Unos días después, Teresa y María Luisa se subirán a un tren en dirección a las tierras fértiles y cálidas que hay al otro lado de los montes. Carmina les ha prestado el dinero para los billetes y la posible compra, después de una larga discusión familiar en la que todas habrán intentado sin éxito disuadirlas de sus planes. Se bajarán en cualquier estación, en cuanto divisen llanos áridos y vegas verdes y altos álamos creciendo junto a un río, zona de buenos cultivos, y después andarán al azar por los caminos, en busca de alguien cuyo rostro les inspire confianza. Tendrán suerte: al día siguiente regresarán a Castrollano llevando escondidos bajo la faja y el sostén un par de kilos de garbanzos, pequeños y tiernos como la mantequilla, y casi el doble de lentejas.

Durante algunos meses, una vez a la semana, las dos amigas harán aquel viaje y volverán con los saquitos de legumbres ocultos bajo su ropa interior. Luego los venderán en las casas ricas de Castrollano, entrando entre risas disimuladas por la puerta de servicio y dejándose tratar como maleantes, las del estraperlo, que llegan las del estraperlo, susurra la muchacha, y las hace pasar al rincón más escondido de la cocina, donde la señora de la casa pesará la mercancía, la observará con detenimiento y al fin regateará el precio.

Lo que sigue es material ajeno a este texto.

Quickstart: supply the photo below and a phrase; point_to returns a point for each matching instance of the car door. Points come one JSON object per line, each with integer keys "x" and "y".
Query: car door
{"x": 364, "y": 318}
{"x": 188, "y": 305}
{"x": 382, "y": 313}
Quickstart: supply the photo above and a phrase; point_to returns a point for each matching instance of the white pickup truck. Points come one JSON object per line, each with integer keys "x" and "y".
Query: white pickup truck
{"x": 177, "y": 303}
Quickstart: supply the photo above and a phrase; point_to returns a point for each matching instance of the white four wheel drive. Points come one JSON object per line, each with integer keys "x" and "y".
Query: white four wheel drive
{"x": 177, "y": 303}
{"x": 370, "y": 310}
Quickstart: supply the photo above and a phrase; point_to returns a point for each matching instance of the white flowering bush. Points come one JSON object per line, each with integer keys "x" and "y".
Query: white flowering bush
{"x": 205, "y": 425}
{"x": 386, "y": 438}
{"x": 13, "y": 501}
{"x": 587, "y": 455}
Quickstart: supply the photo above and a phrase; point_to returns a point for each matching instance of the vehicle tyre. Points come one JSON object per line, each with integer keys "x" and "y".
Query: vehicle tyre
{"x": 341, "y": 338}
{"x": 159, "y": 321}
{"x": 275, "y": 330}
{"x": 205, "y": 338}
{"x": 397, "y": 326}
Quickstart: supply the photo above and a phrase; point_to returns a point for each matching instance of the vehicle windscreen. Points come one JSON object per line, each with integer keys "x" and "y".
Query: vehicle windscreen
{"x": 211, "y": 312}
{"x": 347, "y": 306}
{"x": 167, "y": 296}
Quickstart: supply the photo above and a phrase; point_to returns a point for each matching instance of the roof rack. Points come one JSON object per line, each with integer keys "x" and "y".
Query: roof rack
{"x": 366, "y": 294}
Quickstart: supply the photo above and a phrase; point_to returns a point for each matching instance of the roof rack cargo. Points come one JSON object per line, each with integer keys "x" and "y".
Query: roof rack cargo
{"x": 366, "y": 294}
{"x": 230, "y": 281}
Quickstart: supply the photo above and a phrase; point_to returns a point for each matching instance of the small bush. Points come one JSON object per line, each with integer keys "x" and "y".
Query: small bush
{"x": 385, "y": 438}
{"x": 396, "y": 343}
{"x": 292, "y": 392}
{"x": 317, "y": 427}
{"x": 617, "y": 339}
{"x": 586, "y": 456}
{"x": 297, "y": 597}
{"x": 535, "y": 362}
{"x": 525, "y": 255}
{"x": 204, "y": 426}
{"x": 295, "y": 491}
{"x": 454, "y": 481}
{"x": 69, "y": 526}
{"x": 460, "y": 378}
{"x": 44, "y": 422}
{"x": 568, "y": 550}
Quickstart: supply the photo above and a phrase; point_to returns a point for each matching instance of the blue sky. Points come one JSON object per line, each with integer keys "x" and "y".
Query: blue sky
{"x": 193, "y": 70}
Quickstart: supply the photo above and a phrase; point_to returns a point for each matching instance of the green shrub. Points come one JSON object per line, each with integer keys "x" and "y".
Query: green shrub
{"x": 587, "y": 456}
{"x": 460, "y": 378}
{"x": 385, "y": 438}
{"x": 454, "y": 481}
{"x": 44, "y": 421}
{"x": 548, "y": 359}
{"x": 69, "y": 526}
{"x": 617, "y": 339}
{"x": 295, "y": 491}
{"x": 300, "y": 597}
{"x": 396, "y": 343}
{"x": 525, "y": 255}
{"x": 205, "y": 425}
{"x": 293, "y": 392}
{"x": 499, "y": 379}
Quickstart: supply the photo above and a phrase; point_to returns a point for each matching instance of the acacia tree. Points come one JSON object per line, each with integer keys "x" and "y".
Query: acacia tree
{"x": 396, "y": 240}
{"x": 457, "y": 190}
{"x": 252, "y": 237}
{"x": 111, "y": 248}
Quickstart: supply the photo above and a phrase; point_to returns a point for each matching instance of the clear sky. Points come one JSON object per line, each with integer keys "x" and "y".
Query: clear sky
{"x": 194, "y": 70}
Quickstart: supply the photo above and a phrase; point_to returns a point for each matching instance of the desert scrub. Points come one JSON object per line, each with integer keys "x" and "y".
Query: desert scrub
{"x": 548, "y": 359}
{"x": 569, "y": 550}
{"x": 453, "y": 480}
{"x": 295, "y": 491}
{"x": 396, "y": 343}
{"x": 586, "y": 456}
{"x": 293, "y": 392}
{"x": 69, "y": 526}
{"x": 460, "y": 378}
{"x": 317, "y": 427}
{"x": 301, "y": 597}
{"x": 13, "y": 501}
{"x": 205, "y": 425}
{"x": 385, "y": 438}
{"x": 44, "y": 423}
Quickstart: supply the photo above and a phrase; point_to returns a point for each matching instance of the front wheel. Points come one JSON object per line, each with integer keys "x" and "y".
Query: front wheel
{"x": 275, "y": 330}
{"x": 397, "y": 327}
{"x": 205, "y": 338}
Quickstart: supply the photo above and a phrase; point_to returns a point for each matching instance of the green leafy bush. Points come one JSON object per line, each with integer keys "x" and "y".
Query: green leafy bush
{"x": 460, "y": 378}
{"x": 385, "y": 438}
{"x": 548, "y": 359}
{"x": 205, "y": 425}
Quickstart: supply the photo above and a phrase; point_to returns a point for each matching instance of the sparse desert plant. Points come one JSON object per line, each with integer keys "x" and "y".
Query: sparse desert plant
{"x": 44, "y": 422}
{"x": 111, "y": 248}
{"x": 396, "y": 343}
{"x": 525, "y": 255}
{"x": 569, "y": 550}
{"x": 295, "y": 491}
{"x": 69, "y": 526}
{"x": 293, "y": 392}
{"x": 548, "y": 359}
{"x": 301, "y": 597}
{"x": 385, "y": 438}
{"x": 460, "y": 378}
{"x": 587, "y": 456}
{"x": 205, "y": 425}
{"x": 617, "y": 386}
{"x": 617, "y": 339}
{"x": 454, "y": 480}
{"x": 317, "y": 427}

Así ganarán algunas pesetas, lo suficiente para empezar a adquirir con las cartillas de racionamiento las cosas más imprescindibles.

En los primeros viajes, Teresa y María Luisa disfrutarán como si estuviesen corriendo una gran aventura. Incluso la presencia de las parejas de la Guardia Civil, que recorren a menudo los vagones, mirando con enojo y desconfianza a todos los viajeros y pidiéndoles a los que les resultan sospechosos los papeles, provoca en ellas una emoción que luego, al recordarla, les causa grandes carcajadas. Cuando los vean aparecer, pondrán cara de buenas chicas, los saludarán sonrientes, hablarán en voz alta de lo crecidos que están los hijos y lo bien que hacen de monaguillos en la iglesia y a veces hasta fingirán ir rezando. Así conseguirán pasar desapercibidas un día y otro.

Pero con el paso de las semanas y la llegada del otoño, Teresa empezará a encontrarse cada vez peor. Sus dolores irán aumentando, propiciados por la humedad de la montaña, que se le mete en los huesos por mucho que se abrigue y hasta se cubra durante el trayecto con una vieja manta. El frío asola aquellos vagones de tercera y los pajares o los vestíbulos de las estaciones en los que suelen dormir, esperando el tren de regreso del día siguiente. Las víboras de su espalda serpentean, fustigan y pican sin cesar, haciéndole lanzar gemidos que no logra contener. A veces, María Luisa tendrá que ayudarla a caminar, a subir y bajar de los trenes por aquellos altos escalones que sus huesos se niegan a alcanzar. Pronto llegarán las nevadas, y los viajes se harán más largos, y el frío azuleará sus dedos y sus caras. Uno de aquellos días, en el trayecto de regreso, Teresa se encogerá de dolor sobre el asiento, mareada y sudorosa. Cuando se recupere un poco, contemplará callada las montañas que el tren recorre lentamente, abriéndose paso con esfuerzo a través de la nieve. El ritmo de la vida parece haberse ralentizado. Los copos flotan, se sostienen en el aire, se posan luego despacio sobre otros copos. El ruido de la locomotora llega ensordecido y lejano. La transparencia grisácea de la luz envuelve las cosas, alejándolas las unas de las otras. El mundo parece hermoso y suave, muy hermoso y muy suave y muy triste.